Perhaps some ultra-powerful beast bent on unravelling the very rules that balance the multiverse has already won some very important battles. When the characters start at level 1 they don’t realize that certain pantheons of gods are currently migrating from their natural homes because the outer planes are currently hostile to them. Soon crazy weather scares the crap out of all the straights and the King puts out a call for heroes. Around level 3 or so the characters are compelled to answer that call for heroes, but so is Ixtanthos, a lich so old and powerful he is described as ancient in ancient legends.
From there, the king makes an uneasy alliance with this figure of horror that tested old legends, and the forces of the Gleaming Kingdom march to battle beside the loathsome undead. While the characters are allying with the most evil creatures the land has known, the gods are drawing alliances of their own. Sun Gods of Justice are forced to command legions of devils against the swirling chaos, and these strange alliances are trickling down to the mortal realms. Good clerics of goods gods are accidentally channelling negative energy, Divine spells for primarchs of Lawful Neutral deities go entirely unanswered, dogs and cats living together.. Mass Hysteria! The characters find that old reliable standbys aren’t there, but abominable creatures typically found on the business end of an adventurers sword are now close and trusted allies.
Chaotic gods that are normally found worshipped in every city and town are now the enemy, while the King of the Devils and the Sun God discover their followers sharing hallowed ground. Powerful enemies are found to be an alliance of Demons and Fey, and the most powerful of enemies defy categorization or even understanding.
The final showdown pits the characters against whatever awful thing started this mess, empowered with gifts from devils and paragons of virtue. They, probably, emerge victorious, barely saving the multiverse from conflagration. They’ve attained maximum level for mortals. But now the grim reality sets in.. Devils living in the houses of the gods, undead patrolling the streets of mortal cities; tensions rise, one wise sage wonders if this was all part of Law’s evil plan all along.

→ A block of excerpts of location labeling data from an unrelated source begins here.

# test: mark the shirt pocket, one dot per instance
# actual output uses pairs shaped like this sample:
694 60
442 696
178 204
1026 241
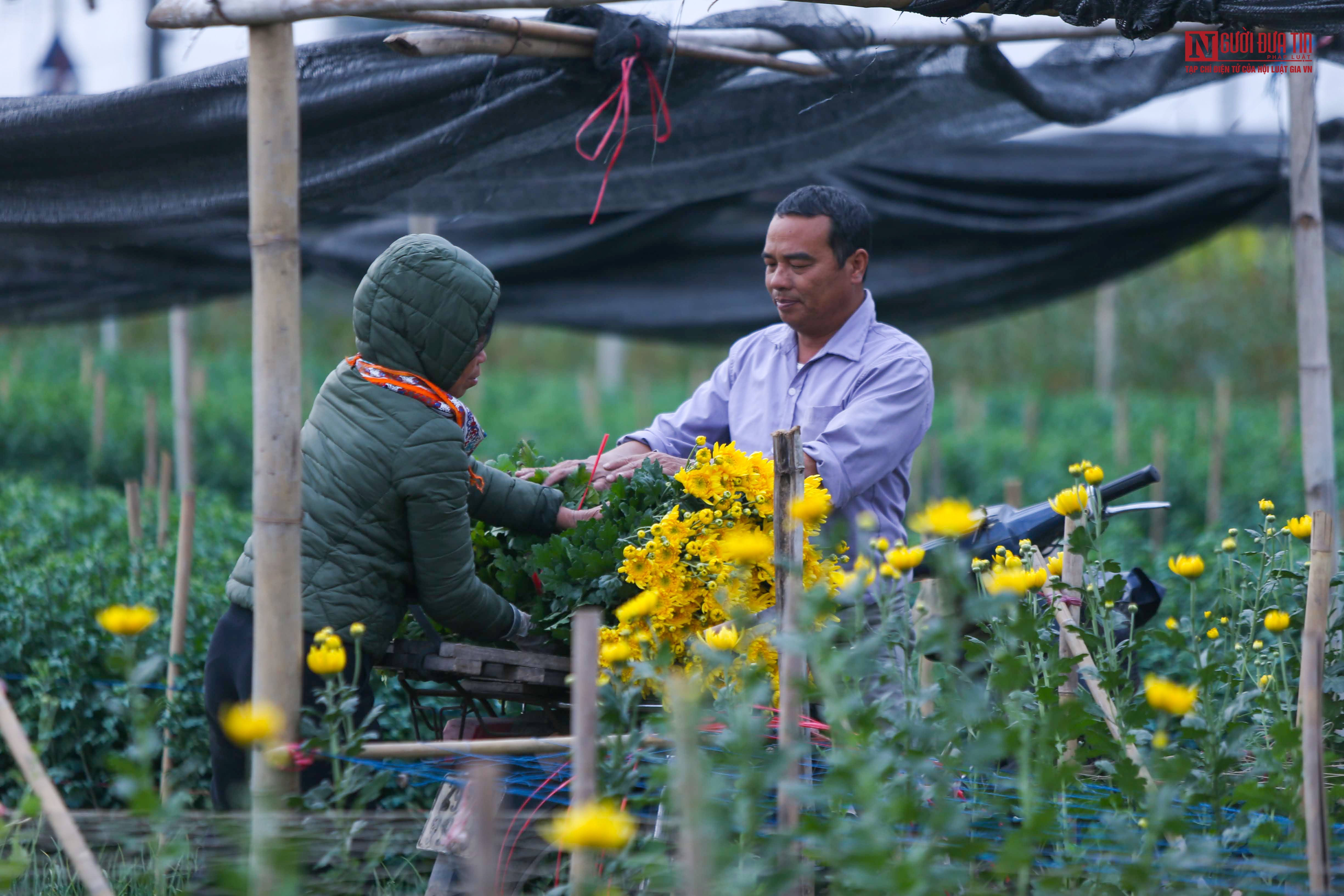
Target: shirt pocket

I think it was Garrison Keillor who said that good writing requires the author to be scared of his work. I know it was Bukowski who said that the only person who should write is the person who can’t ignore the urge. If I were to add to these observations I would say that the author must also also suffer from unbearable hubris. For myself, I’m certainly not daunted by my topic, though I do feel that I must write it down. So, oddly, Bukowski may accept my reasons for crafting a blog before Keillor. As for hubris, I have plenty.

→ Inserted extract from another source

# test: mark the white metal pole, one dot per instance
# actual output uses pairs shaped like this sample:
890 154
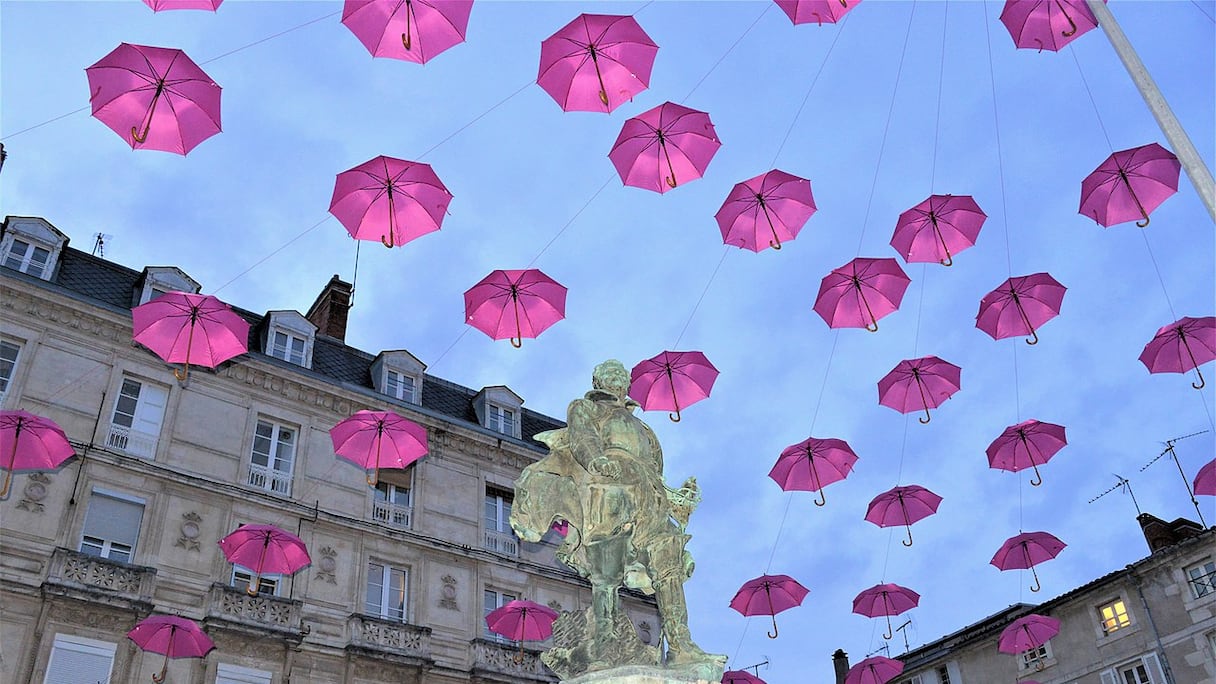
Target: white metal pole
1200 177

A little about the author, then. I’ve been playing tabletop games both on the table and off it for a few years more than twenty. From the time I learned about role playing I was enamored with fantasy worlds, fascinated by inhabitants of my imagination, and captivated by the dynamic of creating worlds and letting other people explore them: the challenge of creating characters to help or to harm, exploring the motivations of the common farmer, the corrupted ruler, the maniacal antagonist. And all the while keeping a clear goal immersed in the chaos of everyday life.
The sort of thing your boss should do, I suppose.
So, I have created this blog because my head is too small a place for the ideas it contains. I write here for myself, for my friends, and for anyone who cares about imaginary people.